Adentrou seu consultório com um sorriso calculado. O Juramento estava em um quadrinho na parede ao fundo. Estava tudo cheirando a novo. Seu jaleco impecavelmente branco, a caneta dourada recebida de seu professor instalada no bolso e a pastinha de couro – presente de formatura da prima que vivia no interior do Mato Grosso – sob o braço. Cumprimentou a secretária recém contratada com um aceno educado, demorou-se alguns instantes fingindo procurar alguma coisa sobre a mesa para apreciar o decote generoso e entrou. O primeiro paciente o seguiu logo após.
– Doutor – começou o pragmático com cara de caminhoneiro; gordo como um búfalo, os dedos escuros de picar fumo, apenas um braço vermelho de sol. Seguiram-se às explicações costumeiras. Dores em lugares que antes não doíam, manchas novas, uma coceira que não passava. Algumas perguntas, algumas respostas. Diagnóstico bastante claro e Paulo sorriu. Havia começado bem. Iria por suas convicções em prática. Sem mentiras, sem rodeios e enganações. Nada de novas consultas ou exames custosos. Apenas o óbvio. O inevitável.

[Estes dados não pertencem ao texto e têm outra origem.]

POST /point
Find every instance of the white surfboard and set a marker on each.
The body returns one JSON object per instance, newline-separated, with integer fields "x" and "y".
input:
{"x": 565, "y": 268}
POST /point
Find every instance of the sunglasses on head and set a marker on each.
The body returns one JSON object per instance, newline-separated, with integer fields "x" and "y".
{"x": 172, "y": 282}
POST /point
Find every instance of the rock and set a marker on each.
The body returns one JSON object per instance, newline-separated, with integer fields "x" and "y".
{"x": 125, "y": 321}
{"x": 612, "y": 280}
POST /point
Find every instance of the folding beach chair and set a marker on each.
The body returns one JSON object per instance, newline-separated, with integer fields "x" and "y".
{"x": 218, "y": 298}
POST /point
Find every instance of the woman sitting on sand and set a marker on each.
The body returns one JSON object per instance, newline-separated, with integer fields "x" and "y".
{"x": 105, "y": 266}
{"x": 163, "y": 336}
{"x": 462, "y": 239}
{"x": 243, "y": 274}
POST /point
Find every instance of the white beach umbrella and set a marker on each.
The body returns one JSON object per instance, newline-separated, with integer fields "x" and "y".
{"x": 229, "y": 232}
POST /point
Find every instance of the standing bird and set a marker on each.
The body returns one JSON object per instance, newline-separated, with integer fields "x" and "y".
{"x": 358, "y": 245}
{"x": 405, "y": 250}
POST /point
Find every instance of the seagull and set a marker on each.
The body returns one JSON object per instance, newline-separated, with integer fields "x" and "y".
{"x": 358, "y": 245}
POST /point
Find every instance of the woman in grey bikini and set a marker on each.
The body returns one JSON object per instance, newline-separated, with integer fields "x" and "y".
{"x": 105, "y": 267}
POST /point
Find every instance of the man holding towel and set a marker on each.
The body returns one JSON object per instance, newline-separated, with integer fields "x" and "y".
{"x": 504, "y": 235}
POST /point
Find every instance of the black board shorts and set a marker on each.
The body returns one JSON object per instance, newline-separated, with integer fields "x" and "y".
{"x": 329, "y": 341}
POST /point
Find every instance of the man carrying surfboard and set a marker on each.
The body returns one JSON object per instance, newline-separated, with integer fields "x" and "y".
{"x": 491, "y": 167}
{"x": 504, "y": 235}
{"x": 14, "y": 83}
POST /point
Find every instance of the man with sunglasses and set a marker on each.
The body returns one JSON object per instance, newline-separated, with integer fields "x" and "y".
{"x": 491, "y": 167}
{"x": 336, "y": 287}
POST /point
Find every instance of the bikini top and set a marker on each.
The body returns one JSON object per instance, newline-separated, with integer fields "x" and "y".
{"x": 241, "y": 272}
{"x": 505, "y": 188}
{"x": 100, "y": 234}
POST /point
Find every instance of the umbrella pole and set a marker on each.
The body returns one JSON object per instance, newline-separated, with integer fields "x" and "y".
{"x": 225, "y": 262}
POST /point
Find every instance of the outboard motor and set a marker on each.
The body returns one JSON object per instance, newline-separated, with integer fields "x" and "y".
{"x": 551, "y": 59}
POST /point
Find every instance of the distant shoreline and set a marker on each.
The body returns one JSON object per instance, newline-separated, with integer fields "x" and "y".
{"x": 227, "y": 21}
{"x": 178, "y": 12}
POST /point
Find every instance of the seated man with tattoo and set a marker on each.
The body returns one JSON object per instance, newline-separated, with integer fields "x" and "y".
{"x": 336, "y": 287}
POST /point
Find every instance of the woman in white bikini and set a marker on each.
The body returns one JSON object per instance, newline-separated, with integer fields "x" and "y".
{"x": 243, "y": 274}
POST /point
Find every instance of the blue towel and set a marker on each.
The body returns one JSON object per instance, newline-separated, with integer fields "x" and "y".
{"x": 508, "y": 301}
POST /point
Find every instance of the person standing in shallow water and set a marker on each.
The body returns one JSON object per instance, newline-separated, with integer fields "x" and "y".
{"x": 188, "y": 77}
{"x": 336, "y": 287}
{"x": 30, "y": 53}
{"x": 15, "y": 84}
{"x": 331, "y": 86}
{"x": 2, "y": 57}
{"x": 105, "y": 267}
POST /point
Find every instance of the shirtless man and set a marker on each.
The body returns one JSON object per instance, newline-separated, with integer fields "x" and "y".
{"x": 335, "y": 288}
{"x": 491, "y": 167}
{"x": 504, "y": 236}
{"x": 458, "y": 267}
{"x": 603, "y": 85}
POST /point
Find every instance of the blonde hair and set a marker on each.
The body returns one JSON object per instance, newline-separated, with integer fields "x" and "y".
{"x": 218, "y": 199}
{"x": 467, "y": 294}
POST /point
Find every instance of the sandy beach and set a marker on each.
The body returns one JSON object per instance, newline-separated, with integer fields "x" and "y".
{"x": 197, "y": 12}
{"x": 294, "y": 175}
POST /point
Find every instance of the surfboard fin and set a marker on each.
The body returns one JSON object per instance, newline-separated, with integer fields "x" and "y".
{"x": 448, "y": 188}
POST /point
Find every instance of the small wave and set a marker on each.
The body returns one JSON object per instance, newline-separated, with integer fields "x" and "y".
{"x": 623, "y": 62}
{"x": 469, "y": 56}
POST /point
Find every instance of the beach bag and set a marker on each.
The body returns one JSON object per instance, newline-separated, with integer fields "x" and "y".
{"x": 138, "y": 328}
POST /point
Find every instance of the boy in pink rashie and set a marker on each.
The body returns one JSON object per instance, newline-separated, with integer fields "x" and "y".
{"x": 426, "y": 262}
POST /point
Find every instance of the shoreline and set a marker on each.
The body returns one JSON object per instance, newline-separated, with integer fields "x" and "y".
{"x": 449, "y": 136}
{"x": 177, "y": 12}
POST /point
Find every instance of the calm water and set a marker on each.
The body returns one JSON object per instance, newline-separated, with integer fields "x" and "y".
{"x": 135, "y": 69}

– Infelizmente, é incurável. Não há nada que eu possa fazer. Você têm no máximo… – a sorte grande, logo na estréia! – Seis meses.
Teve certeza de que tinha sido perfeito. O som de sua voz ainda ecoava na própria mente, regojizando-se pelo triunfo de estréia quando a rouquidão áspera do brutamontes se fez ouvir. Paulo despertou de seus devaneios no mesmo instante e descobriu-se – grande trapalhada – sorrindo. Havia sido mais forte do que ele. Uma sensação de êxtase que nasceu no estômago, subiu pela garganta e escapou-lhe pelos lábios. Esperara muito por aquela hora. Só aconteceu.
Talvez por causa de algum infortúnio, ou quiçá mero acaso do destino, nosso amigo paciente não era do tipo que recebia muito bem um sorriso junto com a informação de que morreria dentro em breve. Exigiu então que fosse curado, ou pelo menos, queria o dinheiro daquela consulta inútil de volta. O médico, pego de surpresa, negou-se. Na sala de espera, ouvi-se o som de luta, e segundos depois, notou-se a partida do taurino de pescoço largo com passadas firmes e furiosas; sutil como um paquiderme.
Levou algum tempo até que Paulo saísse da sala por sua vez, lentamente calculando o saldo: um olho roxo, nariz quebrado, dois dentes a menos. Não haviam mais consultas por aquele dia, tampouco haveria champagne. Voltou a clinicar apenas duas semanas após o ocorrido, quando sentiu-se suficientemente restabelecido. A nova primeira paciente agora era uma mulher com um carcinoma bastante óbvio, devido ao avançado estado de evolução. O marido ao lado tinha cara de poucos amigos.
Paulo, por via das dúvidas, pediu alguns exames.
E marcou a reconsulta, para dali há quinze dias.